Posted to user@couchdb.apache.org by Rob Crowell <ro...@gmail.com> on 2012/04/13 23:40:48 UTC

Question on CouchDB schema design with an ever-changing tags taxonomy

I have a design question!  Sorry it's a bit long, but basically the
scenario is: what to do when your documents are changing a lot?

As a hypothetical scenario, imagine we are writing an image cataloging
application that's backed by CouchDB.  Basically we're scraping the web,
extracting images, and assigning tags to them.  We want to allow users to
filter our image database by date as well as website, so we need to keep
track of when and where we encounter an image each time we find it.
 CouchDB's btrees are perfect for this!  We just need a couple different
views that we can reduce on to remove duplicates and get aggregate stats:
(tag, date, image-id), (publisher, date, image-id), and (date, image-id)

As a simple example, imagine we found the same photo of George Washington
50,000 times during the past year.  Originally when we processed it, we
made a mistake and incorrectly classified this photo as "woman", so we have
50,000 documents in CouchDB that reference this photo of George with the
tag "woman."  Here's an example of one of our 50,000 scrape documents
containing a reference to George:

    {
        _id: "6f5902ac237024bdd0c176cb93063dc4",
        url: "http://www.example.org/great-photos.html",
        date: [2012, 4, 12, 3, 18, 9],
        images: [
            {
                _id: "bb329147df256345ef7acc34f944187f",
                filename: "http://www.example.com/photo-of-george.gif",
                position: {x: 300, y: 500},
                tags: ["woman"]
            },
            {
                _id: "de5b07c88ccb9ebaf5d5ccb3cd834c76",
                filename: "http://www.example.net/five-cats-in-a-bucket.gif
",
                position: {x: 0, y: 2000},
                tags: ["cat", "bucket"]
            }
        ]
    }

Some time later an admin discovers this photo and decides it should be
tagged "George Washington".  Furthermore, he knows this should be tagged as
"man" not "woman".

We kick off a big batch job to find all scrape documents that contain a
reference to this photo of George Washington, and update them in bulk 1,000
at a time.  While we're updating these documents, we haven't shut down
CouchDB, so things are in an inconsistent state, which should be OK
assuming we can get through the job fairly quickly.  Furthermore, our
tagging script crashes in the middle, which fortunately we caught and
logged (this time...), but now we need to go back and resume tagging from
where we left off which also won't happen instantly.

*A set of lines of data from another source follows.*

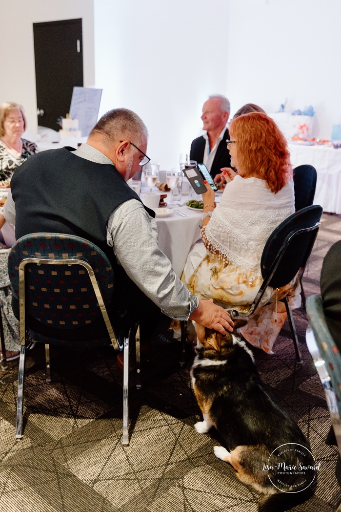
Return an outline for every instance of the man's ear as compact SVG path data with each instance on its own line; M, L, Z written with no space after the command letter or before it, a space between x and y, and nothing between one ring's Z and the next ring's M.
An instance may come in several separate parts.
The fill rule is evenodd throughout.
M120 163L124 163L127 156L127 150L130 143L128 140L124 140L116 148L116 158Z

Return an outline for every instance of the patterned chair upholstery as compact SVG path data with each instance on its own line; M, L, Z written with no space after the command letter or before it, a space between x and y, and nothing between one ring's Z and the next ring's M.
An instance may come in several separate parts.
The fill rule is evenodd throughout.
M112 315L109 317L108 313L115 293L114 275L106 255L92 242L79 237L33 233L19 239L12 247L8 272L12 307L20 321L16 437L22 437L22 388L29 329L35 341L46 344L48 380L51 380L50 344L92 345L111 342L116 350L124 349L123 444L128 444L129 340L137 334L138 328L132 326L123 342L115 334ZM136 347L139 364L139 343Z
M324 389L341 456L341 354L328 329L320 296L308 297L307 313L310 324L307 345Z

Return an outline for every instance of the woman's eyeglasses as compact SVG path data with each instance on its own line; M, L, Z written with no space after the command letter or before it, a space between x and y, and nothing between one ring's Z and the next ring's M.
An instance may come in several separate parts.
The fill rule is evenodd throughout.
M229 148L231 146L231 144L235 144L237 142L236 140L230 140L229 139L226 139L226 145Z

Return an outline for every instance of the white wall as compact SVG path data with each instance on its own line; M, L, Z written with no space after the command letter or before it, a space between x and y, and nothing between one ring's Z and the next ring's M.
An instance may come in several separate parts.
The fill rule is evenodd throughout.
M93 87L93 0L7 0L2 4L0 102L24 105L29 131L37 130L33 23L82 18L84 87Z
M178 165L200 131L209 94L227 94L225 0L94 0L96 87L101 113L124 106L149 132L147 154Z
M229 97L277 112L312 105L315 134L330 138L341 123L339 0L239 0L230 3Z
M339 0L6 0L2 15L8 70L0 101L22 103L32 131L32 23L76 17L84 85L104 90L100 113L137 112L149 130L148 154L162 168L189 151L214 93L229 98L232 114L249 102L268 113L286 99L290 111L311 104L321 137L341 122Z

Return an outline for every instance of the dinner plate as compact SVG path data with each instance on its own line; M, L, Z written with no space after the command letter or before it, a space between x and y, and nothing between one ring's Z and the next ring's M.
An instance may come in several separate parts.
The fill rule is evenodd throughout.
M153 208L156 217L169 217L173 213L170 208Z
M186 206L189 210L192 210L193 211L200 211L201 213L203 211L203 208L192 208L192 206L188 206L187 205L186 205Z

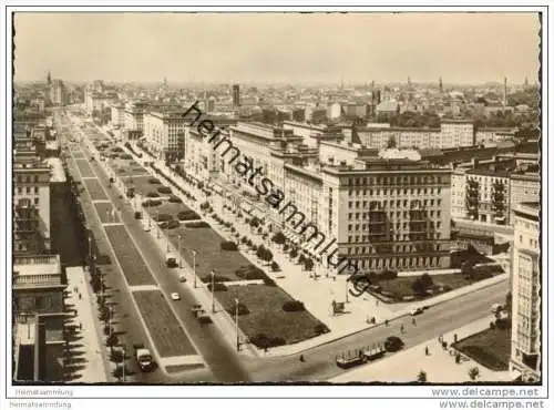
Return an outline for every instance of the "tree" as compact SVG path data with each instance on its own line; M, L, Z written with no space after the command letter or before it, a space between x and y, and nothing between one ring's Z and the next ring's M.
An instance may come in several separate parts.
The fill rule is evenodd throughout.
M388 148L396 148L397 147L397 139L394 137L394 135L391 135L389 137L389 141L387 141L387 147Z
M421 275L421 281L425 286L425 289L429 289L433 286L433 278L429 274Z
M420 383L424 383L427 381L427 372L424 370L420 370L418 373L418 381Z
M314 269L314 260L311 260L310 258L306 258L306 259L304 260L304 268L305 268L306 270L311 270L311 269Z
M496 181L493 185L492 185L492 209L494 211L494 215L496 217L503 217L504 216L504 212L506 209L506 205L505 205L505 198L506 198L506 194L505 194L505 186L502 182L500 181Z
M470 377L471 380L476 380L476 378L479 377L479 368L476 366L472 367L468 371L468 375L469 375L469 377Z
M512 293L509 291L506 294L506 310L507 310L507 318L512 319Z
M277 245L283 245L285 243L285 239L286 239L285 235L281 232L278 232L271 238L271 240L275 242Z
M465 207L468 216L473 221L479 218L479 182L474 178L469 178L465 185Z

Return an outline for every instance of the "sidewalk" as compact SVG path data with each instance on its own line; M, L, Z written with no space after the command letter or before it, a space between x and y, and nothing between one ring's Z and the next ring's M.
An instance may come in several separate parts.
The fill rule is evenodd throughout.
M123 194L124 193L124 184L121 178L115 177L115 183L114 187L126 198L126 196ZM179 193L176 194L179 196L187 205L195 209L198 214L199 208L195 204L191 204L185 197L183 197ZM134 211L142 211L143 214L143 224L144 225L150 225L152 228L150 229L150 234L152 238L156 242L158 248L167 254L167 245L170 253L172 255L178 255L178 249L170 242L167 244L167 237L165 235L165 232L158 227L158 223L153 221L152 217L148 215L146 209L142 206L142 203L145 197L141 197L140 195L135 196L135 198L126 198L126 201L130 203L132 208ZM160 237L158 237L160 236ZM196 280L197 287L194 287L194 279L193 279L193 267L187 264L187 262L183 258L182 259L184 268L182 269L176 269L177 275L186 275L187 276L187 281L184 283L183 285L188 287L194 294L195 297L197 298L197 301L203 305L204 309L206 309L206 312L212 317L212 320L214 324L217 325L217 327L222 330L222 334L225 336L227 341L230 344L230 346L235 347L236 346L236 329L235 329L235 321L234 319L228 315L228 312L219 305L217 298L215 299L215 306L216 306L216 312L213 314L211 308L212 308L212 293L208 290L207 285L202 283L199 278ZM240 340L246 340L247 337L239 329L239 338ZM255 356L257 357L259 355L258 350L252 346L252 345L242 345L242 353L248 355L248 356Z
M490 321L491 318L483 318L448 332L443 335L443 338L449 344L453 341L454 334L458 335L459 340L463 339L489 328ZM425 347L429 348L429 356L424 353ZM361 366L328 381L335 383L355 381L413 382L417 381L418 373L423 370L427 372L428 382L463 383L471 382L468 371L473 367L479 368L479 377L475 381L507 382L513 380L510 371L493 371L471 359L456 363L454 356L451 356L449 350L443 350L437 339L432 339L406 351L400 351L386 360Z
M83 368L78 371L74 380L82 383L110 381L110 368L104 360L107 352L101 342L101 332L98 328L98 319L93 308L96 303L89 291L85 273L80 266L68 267L66 275L69 293L66 303L73 305L75 310L75 316L66 325L75 329L75 336L73 337L75 340L73 340L73 344L70 342L69 346L70 349L83 350L82 356L75 359L83 363ZM79 353L79 350L75 353ZM71 361L71 358L69 360Z

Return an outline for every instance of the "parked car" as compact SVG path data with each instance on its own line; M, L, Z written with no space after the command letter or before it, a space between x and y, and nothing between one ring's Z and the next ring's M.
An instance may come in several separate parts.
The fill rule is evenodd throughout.
M502 311L502 305L501 304L492 304L491 305L491 312L496 315Z
M170 269L176 268L178 266L175 258L167 258L166 265Z

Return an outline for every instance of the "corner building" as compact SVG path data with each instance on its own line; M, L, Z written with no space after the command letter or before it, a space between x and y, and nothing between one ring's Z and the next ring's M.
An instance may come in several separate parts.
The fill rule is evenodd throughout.
M538 203L514 208L510 370L523 381L541 379L540 224Z
M406 158L326 164L320 228L360 271L448 268L451 173Z

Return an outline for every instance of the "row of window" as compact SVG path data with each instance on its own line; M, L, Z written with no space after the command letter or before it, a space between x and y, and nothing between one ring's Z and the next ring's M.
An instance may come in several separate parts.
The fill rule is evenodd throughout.
M348 178L348 185L389 185L389 184L440 184L448 183L448 176L378 176Z
M39 187L35 186L34 187L34 193L38 194L39 193ZM18 194L22 194L23 193L23 187L22 186L18 186ZM30 186L25 186L25 194L30 194L31 193L31 187Z
M442 204L442 199L422 199L420 201L420 204L422 204L422 206L434 206L437 204L437 206L441 206ZM368 207L368 205L379 205L379 206L387 206L387 201L383 201L382 203L381 202L369 202L369 201L349 201L348 202L348 207L349 208L359 208L360 206L362 208L366 208ZM408 206L408 199L391 199L388 202L388 206L389 207L407 207Z
M27 175L25 177L23 177L23 175L17 175L16 182L19 184L22 184L22 183L30 184L31 182L39 182L39 175L34 175L32 178L30 175Z
M439 257L392 257L392 258L367 258L352 259L358 268L382 269L382 268L409 268L409 267L437 267Z
M336 226L335 226L335 228L336 228ZM349 232L349 233L351 233L351 232ZM397 232L397 233L390 235L390 237L391 237L390 239L387 239L387 236L384 235L384 233L381 233L382 235L380 235L380 237L377 237L376 236L377 234L379 234L379 233L375 233L373 232L373 235L349 235L348 236L348 243L349 244L367 243L369 240L376 240L376 242L416 240L414 234L410 234L410 233L398 233ZM435 232L435 233L428 232L424 235L421 235L421 237L419 237L419 239L421 239L421 240L423 240L423 239L440 239L440 238L441 238L441 233L440 232ZM360 253L369 252L369 248L360 248L360 249L361 249Z

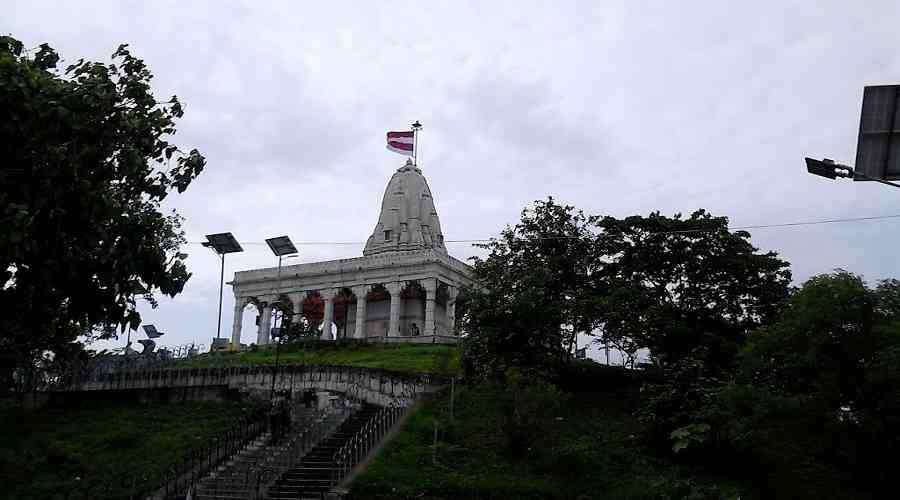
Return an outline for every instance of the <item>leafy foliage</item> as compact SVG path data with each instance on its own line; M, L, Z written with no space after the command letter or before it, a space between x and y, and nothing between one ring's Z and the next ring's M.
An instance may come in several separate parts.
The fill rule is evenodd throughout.
M250 411L237 403L94 396L31 412L0 407L0 498L145 498L185 451Z
M785 401L791 411L754 405L734 412L732 425L753 418L763 422L757 432L792 426L787 440L806 443L803 463L849 473L887 497L900 494L897 290L895 280L871 289L846 271L804 283L782 318L751 337L737 380L758 400Z
M581 212L548 198L481 245L489 253L473 259L479 286L463 316L467 376L496 380L511 368L548 376L568 359L574 331L586 324L578 299L589 236Z
M348 498L736 498L732 485L692 478L635 438L632 373L579 362L563 371L570 370L565 380L575 387L529 384L510 374L515 396L504 384L458 386L452 419L449 391L424 402L354 480ZM505 428L514 406L533 435L524 448L510 440L517 432Z
M112 57L58 70L48 45L29 56L0 37L3 385L79 335L136 328L137 298L155 305L154 292L174 296L190 276L181 219L160 204L205 160L167 140L178 99L156 101L126 45Z
M788 264L758 252L725 217L698 210L596 224L604 265L592 276L595 326L604 341L648 348L661 363L702 346L708 362L725 367L788 295Z

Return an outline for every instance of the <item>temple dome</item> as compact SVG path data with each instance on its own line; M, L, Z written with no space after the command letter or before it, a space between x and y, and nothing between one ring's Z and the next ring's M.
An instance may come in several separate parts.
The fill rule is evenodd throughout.
M447 253L428 182L411 161L391 177L363 255L434 249Z

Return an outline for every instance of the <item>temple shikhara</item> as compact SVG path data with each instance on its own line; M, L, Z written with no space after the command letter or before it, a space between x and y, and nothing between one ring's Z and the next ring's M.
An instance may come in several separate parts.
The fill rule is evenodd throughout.
M362 257L235 273L232 346L248 306L259 312L260 345L271 341L276 310L322 325L322 339L456 342L456 299L471 283L471 268L447 254L428 182L408 160L388 182Z

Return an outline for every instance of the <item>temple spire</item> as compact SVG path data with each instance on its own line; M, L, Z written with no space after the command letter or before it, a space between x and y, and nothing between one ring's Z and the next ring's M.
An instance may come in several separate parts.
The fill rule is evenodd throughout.
M363 255L425 249L447 253L428 181L412 159L407 159L388 182Z

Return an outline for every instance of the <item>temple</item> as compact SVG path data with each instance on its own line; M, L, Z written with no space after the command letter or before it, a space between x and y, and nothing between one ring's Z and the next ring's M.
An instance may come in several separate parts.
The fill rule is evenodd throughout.
M231 343L241 342L243 311L255 307L256 343L271 341L273 312L320 324L322 339L456 342L456 300L471 268L447 254L434 200L411 161L388 182L363 256L239 271Z

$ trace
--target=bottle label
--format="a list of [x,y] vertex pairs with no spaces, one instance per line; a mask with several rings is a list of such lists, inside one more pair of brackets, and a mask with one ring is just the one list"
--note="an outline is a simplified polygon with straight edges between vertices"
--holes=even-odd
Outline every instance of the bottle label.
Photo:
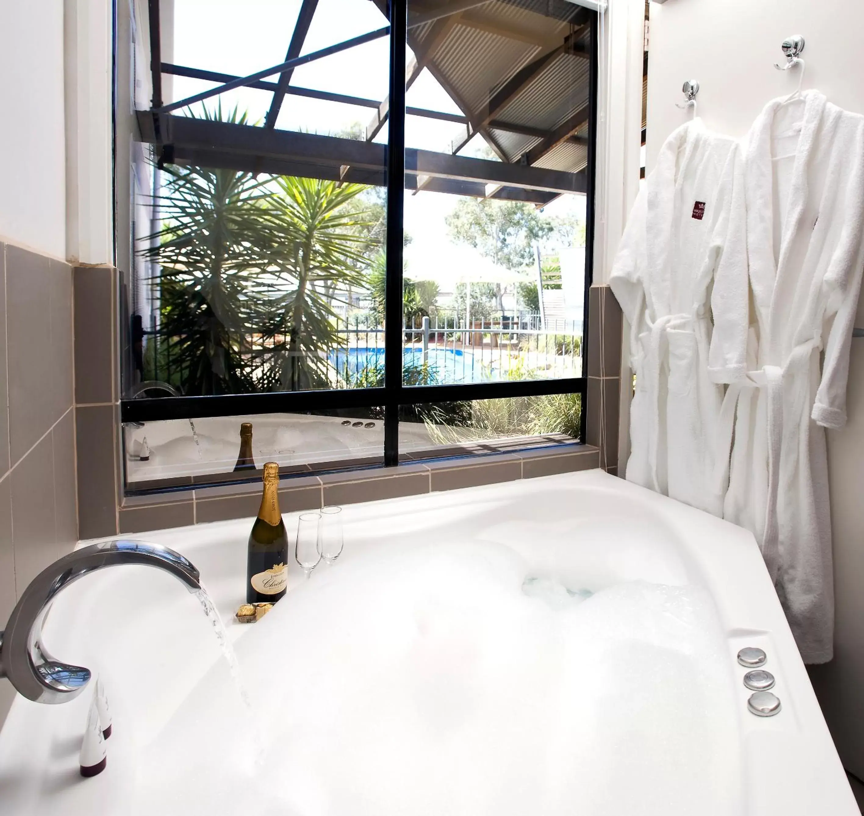
[[288,567],[274,564],[269,570],[258,572],[250,579],[252,589],[262,595],[278,595],[288,585]]

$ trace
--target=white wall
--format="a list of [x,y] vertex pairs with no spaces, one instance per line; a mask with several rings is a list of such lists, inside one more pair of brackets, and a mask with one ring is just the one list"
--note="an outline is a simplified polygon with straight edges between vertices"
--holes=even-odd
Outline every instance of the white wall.
[[70,263],[110,264],[111,3],[66,0],[66,205]]
[[[613,0],[614,2],[614,0]],[[648,170],[687,114],[675,107],[698,79],[706,124],[743,136],[771,98],[790,93],[797,69],[776,71],[783,40],[804,37],[804,87],[864,113],[861,0],[668,0],[651,7]],[[858,326],[864,326],[859,307]],[[811,672],[846,768],[864,777],[864,338],[853,340],[848,427],[829,434],[836,580],[835,657]]]
[[66,259],[63,0],[0,3],[0,240]]

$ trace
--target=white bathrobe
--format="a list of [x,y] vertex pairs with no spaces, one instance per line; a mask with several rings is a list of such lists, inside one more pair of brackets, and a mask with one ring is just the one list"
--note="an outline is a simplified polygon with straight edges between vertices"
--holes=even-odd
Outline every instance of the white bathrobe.
[[760,541],[798,648],[819,663],[831,659],[834,627],[823,428],[846,421],[864,269],[864,117],[814,91],[776,99],[744,152],[751,370],[723,406],[727,436],[734,417],[723,516]]
[[[639,191],[609,279],[630,322],[636,375],[626,478],[715,516],[725,488],[717,458],[727,461],[728,448],[719,447],[723,388],[708,376],[711,313],[737,321],[715,344],[715,379],[722,380],[744,370],[743,195],[734,141],[699,119],[682,125]],[[726,309],[728,297],[743,298],[743,311]]]

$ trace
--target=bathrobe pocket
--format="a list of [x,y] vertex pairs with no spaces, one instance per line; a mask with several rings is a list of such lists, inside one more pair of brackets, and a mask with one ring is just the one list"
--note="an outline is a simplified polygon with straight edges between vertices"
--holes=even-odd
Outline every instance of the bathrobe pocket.
[[696,338],[693,332],[669,329],[669,393],[683,395],[696,388]]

Now imagine that users are changing our tags all the time, and we have lots
of these requests running in parallel.  Our database grinds to a halt and
we can't even keep up with the updates anymore.  We've got lots of these
big documents that we're paging through basically in random order (the _id
of the scrape request has no locality with the images it contains), which
is keeping our disk nice and busy all day and night.

Instead of writing the tags into each request document, we can instead keep
a mapping of {image-id: [tag, tag, ...]} and {tag: [image-id, image-id,
...]}, but there may be thousands of images tagged with "man", and
performing a map/reduce on each one separately to extract the site and date
could take several minutes even for a single tag when the disk is busy as
ours perpetually is.

Is there a good general approach to get a handle on this problem?